Last month Mokwena and the other residents received an eviction notice from the building's owner who has since disconnected all but two of the taps and blocked the toilets, presumably in a bid to get them to leave. Uncollected rubbish soon began piling up in corners and the caretaker started carting away pipes for scrap. The residents, most of whom have nowhere else to go, quickly organised themselves into a committee and sought legal advice. After learning that they could not be evicted without a court order, they decided to stay put and do their best to clean and maintain the building themselves.
"Some of us have documents, some don't have," said Lot Ncube, another resident who has lived in the building since 2003. "Most of us aren't working, we're street beggars and hookers."
Paul Verryn, bishop of the Central Methodist Church, said he frequently referred residents of slum buildings facing eviction to human rights legal firms. "I know of at least four buildings where they are busy at the moment trying to evict them," he said. "I don't think [eviction] is an answer to the huge problem of poverty which is part of the fabric of the inner city."

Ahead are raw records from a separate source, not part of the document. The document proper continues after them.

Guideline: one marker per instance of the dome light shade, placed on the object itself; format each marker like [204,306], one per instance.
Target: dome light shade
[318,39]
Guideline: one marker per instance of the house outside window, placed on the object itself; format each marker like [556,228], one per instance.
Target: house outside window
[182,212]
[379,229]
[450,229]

Inner city Director Mtetwa said the city was rarely informed about evictions and only got involved when vulnerable groups such as women and children were made homeless and needed emergency shelter.
MSF has been critical of the city's lack of a coherent plan of action for tackling the problem of slum buildings, but Mtetwa said government was looking at a range of interventions including the setting up of a trust to provide for emergency accommodation and the recent creation of a migrant advisory council.
"During the course of this year there's going to be big things coming," he said. "It's going to be a long road, but it's something we have to do."